Through the vibration of non-judgment, Date allows us to make peace with ourselves and those around us-loved ones with whom we live day after day and those who seem to deliberately walk into our lives just to test us. Date awakens this truth that we already know: the sweetness we seek through rich desserts already lies within our own nature in abundance.
|DATE||Contrasted With:||Companioned With:|
|Fig||critical of self, not others; a driving taskmaster||for balance through accepting oneself and others acknowledging imperfections with tolerance|
|Peach||for compassion||for sensitivity to others; for sweetening relationships|
Develop the quality of hospitality-through having friends over for tea or dinner; by taking an official role as a greeter at your church, community center or formal social event; or by participating in family gettogethers or reunions.

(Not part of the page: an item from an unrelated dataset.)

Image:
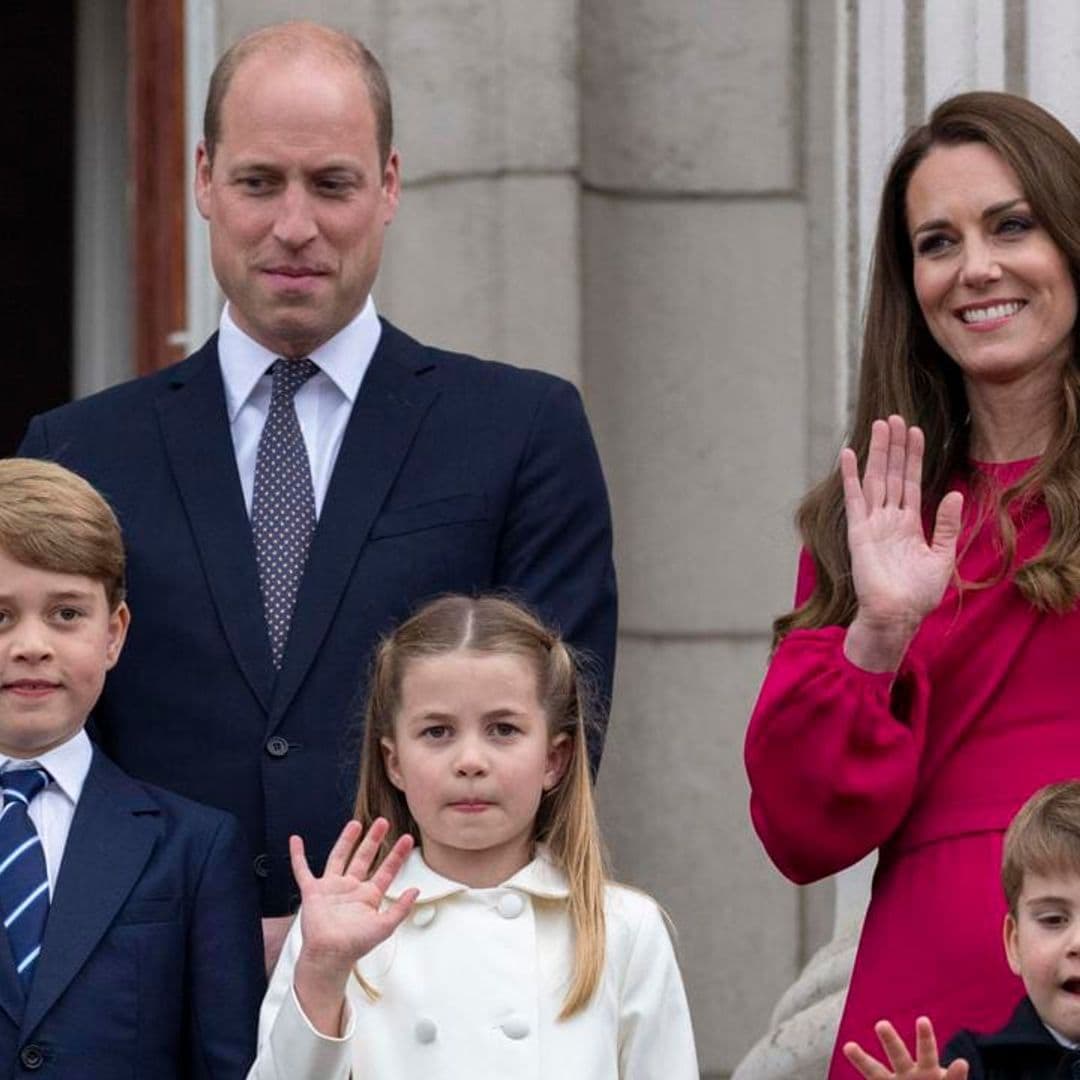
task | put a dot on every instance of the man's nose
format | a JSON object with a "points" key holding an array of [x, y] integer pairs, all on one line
{"points": [[295, 224]]}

Observe how you relate to discourteous drivers while out in traffic. Improve on this if necessary, especially when they irritate you.
Do kindly things for friends and family, by anticipating their needs ahead of time-mending for a single friend or relative; bringing a cooked meal to someone who is ill; or delivering flowers to celebrate a birthday or house-warming.

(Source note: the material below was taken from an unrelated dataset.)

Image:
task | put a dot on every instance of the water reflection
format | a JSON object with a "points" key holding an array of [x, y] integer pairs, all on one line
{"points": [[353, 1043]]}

It’s cold outside, colder than usual. You bundle up with hat, scarf and mittens, without even being reminded by anyone-except the burst of snowflakes that blows in the door as you step out. Everything looks big, bigger than you remember. But that is because you have become very little. You find yourself in the prime of childhood.
The trees look taller, the snowdrifts along the sidewalk, higher. With a child’s imagination, you know it’s only a stone’s throw to the North Pole. At every third or fourth step, you punch your boot into a pile of feathery snow, just to see how it feels.
There’s the cabin now, built of stone as white as snow. The chimney lazily exhales a careless trail of smoke into the twilight sky. You knock on the door and are greeted by the legend himself. Although your eyes parallel the great round belt of the red-costumed man, already you feel welcomed and silently invited in. The scent of hot apple cider spiced with cinnamon sticks further entices you. Is it your imagination or is the room filled with the sound of laughter and sleigh bells?
Your child-eyes drink in the sweetness of a red-felt belly and a cascade of white beard and white hair escaping the red hat. But most of all you are caught up in the loving, laughing eyes of this living wonder whom youngsters have waited for and squealed for since the very first children sat on his lap and spilled out their wishes.
You know you can ask anything of old Saint Nick-toys, treasures, candy or gold. In fact, just knowing that you can have whatever you ask for makes the asking a very serious matter indeed. What do you want? Toys, treasures, candy or gold?
“Yes, Santa,” you hear yourself saying. “I want all of these things in the form of sweetness that I may give them freely to others, young and old alike.” He answers you, not with words, but with a very big, crinkly smile. And in that treasured smile is all the sweetness you have ever desired.